Like Media Super, delegation takes a hit at UN fund
Comment by Greg Bright
Apparently, Media Super is not the only fiduciary fund in the world for which a better-resourced in-house investment management capability is being questioned on governance grounds. Here’s what’s happening at the US$50 billion United Nations pension fund.
According to the US publication aiCIO: “A proposal by the CEO of the United Nations’ (UN) pension fund to bring staff and manager hiring and firing decisions under his office’s control has met with strong opposition from the UN’s employee union.
“According to a draft of the rule changes, due to take effect June 1, authority over a swath of financial and management practices would shift from the UN’s secretary general to the pension fund’s CEO. These include internal staffing, service procurement, entering into contracts covering future budget periods, preparing and revising the organization’s budget, and authorizing special remittances and cash advances.
“Changes in authority over human resources have generated most of the staff-led opposition.
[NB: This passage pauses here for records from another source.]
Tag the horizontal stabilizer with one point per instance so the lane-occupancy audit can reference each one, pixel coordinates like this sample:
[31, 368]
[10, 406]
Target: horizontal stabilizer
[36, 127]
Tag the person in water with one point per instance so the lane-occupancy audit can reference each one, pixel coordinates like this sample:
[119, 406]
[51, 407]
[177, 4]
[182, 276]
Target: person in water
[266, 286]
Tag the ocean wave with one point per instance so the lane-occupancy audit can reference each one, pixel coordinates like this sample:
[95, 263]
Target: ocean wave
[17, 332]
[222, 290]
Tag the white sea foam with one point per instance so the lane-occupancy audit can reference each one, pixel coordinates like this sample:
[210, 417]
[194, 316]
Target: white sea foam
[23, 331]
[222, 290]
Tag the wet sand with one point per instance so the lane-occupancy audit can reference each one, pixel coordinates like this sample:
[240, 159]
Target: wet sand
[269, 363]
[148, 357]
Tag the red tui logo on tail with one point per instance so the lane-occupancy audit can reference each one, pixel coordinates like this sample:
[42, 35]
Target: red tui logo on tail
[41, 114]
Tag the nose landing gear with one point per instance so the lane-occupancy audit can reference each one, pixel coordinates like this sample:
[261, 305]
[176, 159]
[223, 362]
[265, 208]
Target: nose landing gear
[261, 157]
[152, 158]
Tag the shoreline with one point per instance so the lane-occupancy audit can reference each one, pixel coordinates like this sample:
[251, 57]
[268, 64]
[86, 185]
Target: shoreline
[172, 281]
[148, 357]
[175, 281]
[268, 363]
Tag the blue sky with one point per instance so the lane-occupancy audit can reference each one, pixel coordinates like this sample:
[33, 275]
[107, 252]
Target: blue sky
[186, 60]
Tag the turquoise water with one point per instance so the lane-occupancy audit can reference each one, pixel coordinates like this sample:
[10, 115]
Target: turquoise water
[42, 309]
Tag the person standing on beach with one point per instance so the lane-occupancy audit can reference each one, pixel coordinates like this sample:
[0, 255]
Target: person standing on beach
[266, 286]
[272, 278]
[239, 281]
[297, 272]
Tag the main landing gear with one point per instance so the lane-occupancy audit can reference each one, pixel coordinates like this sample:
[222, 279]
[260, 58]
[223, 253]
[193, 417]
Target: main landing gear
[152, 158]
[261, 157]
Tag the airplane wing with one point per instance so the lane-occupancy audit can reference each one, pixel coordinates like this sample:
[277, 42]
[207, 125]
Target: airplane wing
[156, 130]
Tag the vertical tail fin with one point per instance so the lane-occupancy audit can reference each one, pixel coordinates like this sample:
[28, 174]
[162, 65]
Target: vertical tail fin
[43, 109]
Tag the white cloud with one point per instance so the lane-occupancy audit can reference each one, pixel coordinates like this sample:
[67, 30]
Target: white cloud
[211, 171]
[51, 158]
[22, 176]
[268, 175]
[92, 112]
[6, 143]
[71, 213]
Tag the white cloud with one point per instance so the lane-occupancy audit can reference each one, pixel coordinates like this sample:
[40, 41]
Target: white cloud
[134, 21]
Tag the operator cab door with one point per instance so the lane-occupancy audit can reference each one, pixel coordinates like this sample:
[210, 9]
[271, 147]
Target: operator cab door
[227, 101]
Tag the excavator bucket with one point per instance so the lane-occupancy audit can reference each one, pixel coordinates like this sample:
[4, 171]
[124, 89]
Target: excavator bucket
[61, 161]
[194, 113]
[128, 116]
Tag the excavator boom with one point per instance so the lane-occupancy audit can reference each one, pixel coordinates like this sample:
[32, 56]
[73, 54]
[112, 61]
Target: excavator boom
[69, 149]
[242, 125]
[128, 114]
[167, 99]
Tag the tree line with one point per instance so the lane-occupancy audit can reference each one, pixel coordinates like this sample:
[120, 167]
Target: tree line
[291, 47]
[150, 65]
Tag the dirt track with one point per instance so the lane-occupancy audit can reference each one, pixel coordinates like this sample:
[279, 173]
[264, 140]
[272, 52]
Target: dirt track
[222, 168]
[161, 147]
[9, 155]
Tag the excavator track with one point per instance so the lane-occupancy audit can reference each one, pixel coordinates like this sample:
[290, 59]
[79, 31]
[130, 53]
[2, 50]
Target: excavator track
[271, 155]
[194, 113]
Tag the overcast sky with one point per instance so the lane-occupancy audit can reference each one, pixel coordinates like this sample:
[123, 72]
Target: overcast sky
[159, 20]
The organization’s union has posted an online petition calling on Secretary General Ban Ki-Moon to block the reforms, or “protect our pension fund from the wolves of Wall Street.” Since May 15, nearly 10,000 people have signed,” an edition of aiCIO said last week.
The analogy with Australia’s A$3.7 billion Media Super is that that fund made the position of CIO – formerly occupied by Dr Jon Glass – redundant in April, citing costs or better deployment of resources elsewhere as the reason.
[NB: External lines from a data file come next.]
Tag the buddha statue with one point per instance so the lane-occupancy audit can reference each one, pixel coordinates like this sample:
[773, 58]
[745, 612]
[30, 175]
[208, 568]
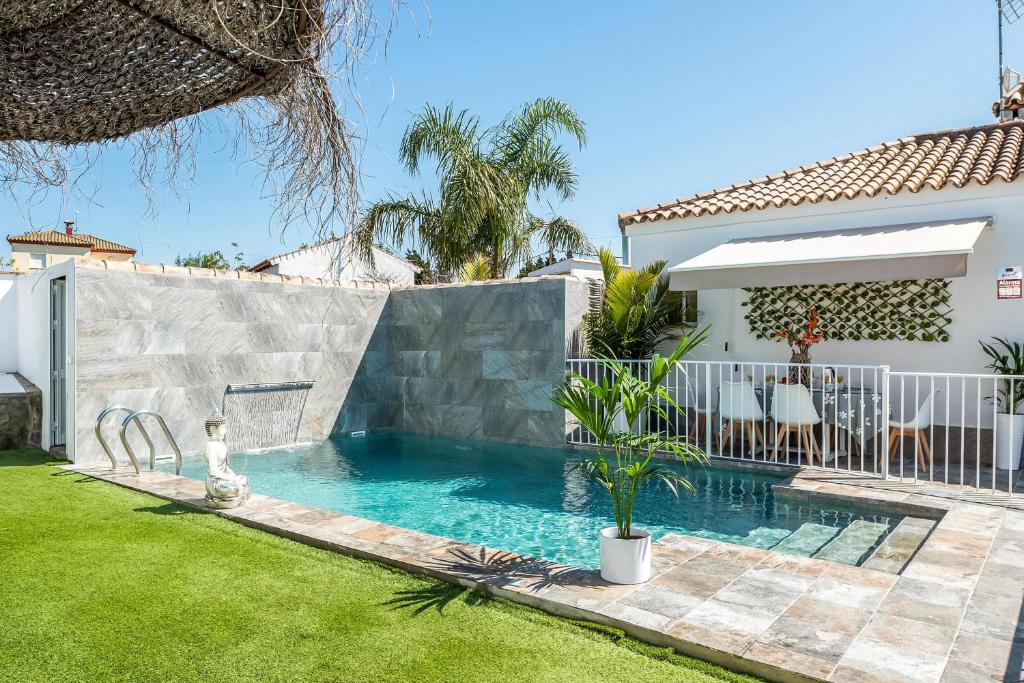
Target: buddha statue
[224, 488]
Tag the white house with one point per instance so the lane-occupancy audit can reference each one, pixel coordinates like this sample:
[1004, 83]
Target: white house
[943, 206]
[41, 249]
[584, 268]
[910, 252]
[337, 259]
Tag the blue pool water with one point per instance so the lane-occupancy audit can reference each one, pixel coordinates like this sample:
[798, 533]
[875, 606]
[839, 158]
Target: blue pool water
[528, 501]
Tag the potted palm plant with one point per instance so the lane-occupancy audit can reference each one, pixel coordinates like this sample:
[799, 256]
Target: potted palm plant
[1008, 360]
[626, 461]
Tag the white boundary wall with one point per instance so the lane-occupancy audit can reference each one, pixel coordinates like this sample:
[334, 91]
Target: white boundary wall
[8, 315]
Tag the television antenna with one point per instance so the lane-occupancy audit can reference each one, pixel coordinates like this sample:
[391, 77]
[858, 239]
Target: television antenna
[1009, 11]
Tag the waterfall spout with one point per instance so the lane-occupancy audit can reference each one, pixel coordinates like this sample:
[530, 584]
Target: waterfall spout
[265, 415]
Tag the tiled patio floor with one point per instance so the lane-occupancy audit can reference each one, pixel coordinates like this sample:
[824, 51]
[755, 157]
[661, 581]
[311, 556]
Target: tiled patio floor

Media Super’s CEO, Graeme Russell, now also adopts the CIO role.
Investor Strategy News criticized that move and recommended the Media Super chair, Gerard Noonan, and union representative, Chris Warren, both of whom have been on the board for more than 20 years, should be replaced and the fund’s management reinvigorated. Investor Strategy News and its predecessor media companies have all been a contributing employers to Media Super and its predecessor funds since around the time of the introduction of Award Super in 1986.
aiCIO said: “The union has posted a confidential draft of the new rules to its website with the following introduction: ‘Some UN staff members might ask himself why does the CEO want delegation of authority to pick his staff?…When he picks the staff to be in the fund they will be the ones that do everything he says for them to do. He is trying now to change the rules about how he can spend all the money. Away from the UN, when he makes UNJSPF [the UN’s pension fund] the ‘financial institution,’ he will make all the rules to be his rules that his staff members (the cronies) that he picked to hire will follow… All his say. All power to him.’
“However, the UN’s own auditors have criticized the $52 billion pension fund’s byzantine governance and called for its streamlining. In a 2011 audit of its investment management and oversight, six of the seven recommendations related to governance.
“The pension’s strategic plan for 2014/2015 listed “strengthening the fund’s operating model” as its foremost long-term objective, ahead of improved risk management, better IT systems, and promotion of social and environmental issues.”